Sunday, August 23, 2009

MOWAC CONDUCTS GENDER AUDIT...In public, security services (PAGE 11)

The Ministry of Women and Children’s Affairs (MOWAC) is conducting a gender audit in the public and security services to establish the number of women and men employed in the public service as well as the police and military.
The Minister of Women and Children’s Affairs, Ms Akua Sena Dansua, who announced this at a consultative forum on the United Nations Security Council Resolution (UNSCR) 1325 on Women, Peace and Security, said the move was in line with the implementation of the resolution.
The resolution, which tasks UN Systems and member states to ensure that gender considerations are thoroughly integrated into all aspects of its security platform from conflict prevention to post-conflict reconstruction, was unanimously adopted by the Security Council in October 2000.
She said the audit would guide the government in recruiting a fair percentage of men and women in the public and security services.

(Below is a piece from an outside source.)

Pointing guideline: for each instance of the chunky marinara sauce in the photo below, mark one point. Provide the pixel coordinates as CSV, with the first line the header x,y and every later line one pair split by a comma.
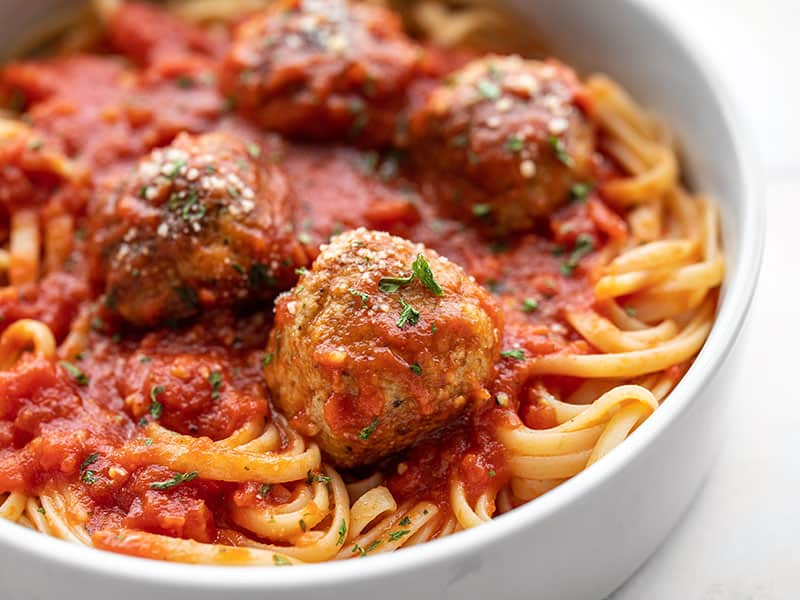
x,y
150,79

Ms Dansua said the resolution recognised the disproportionate effect of armed conflict on women, children and other vulnerable groups and the need to involve women in the prevention and management of sustainable peace and development.
She explained that even though Ghana had not experienced armed conflict, the country had witnessed pockets of violence land and chieftaincy conflicts in some parts of the country, to which women and children were the most vulnerable.
She said in all these instances, even though women might not have played any major role in engineering the conflicts, they were among the worst affected and bore the brunt of rape and other gender-based violence in conflict situations.
Ms Dansua said it was in this direction that the UN Security Council came up with the resolution aimed at encouraging member states to draw up specific national plans of action for its implementation.
She said Ghana had already signed and adopted the Resolution, in addition to some specific action taken on issues relating to peace and security.
She said, for example, that Ghana had made tremendous contributions to maintaining peace and security on the continent by sending soldiers and police on peace-keeping missions of the UN and other African regions.
She said as the UN resolution required, Ghana had increased the percentage of female contributing to peace-keeping operations from zero to 11.5 per cent, as well as embarking on recruitment exercises to increase participation of women in peace keeping missions.
Furthermore, the minister said that training had been provided on the prevention of violence and response to sexual and gender- based violence to the refugee community through patrols by the police personnel and members of the neighbourhood watch teams under the auspices of the United Nations High Commission for Refugees programme.
Ms Dansua explained that gender audit was part of the positive developments in the Ghana Police Service and the military for the development of Ghana’s Action Plan on the implementation of the Security Council Resolution 1325.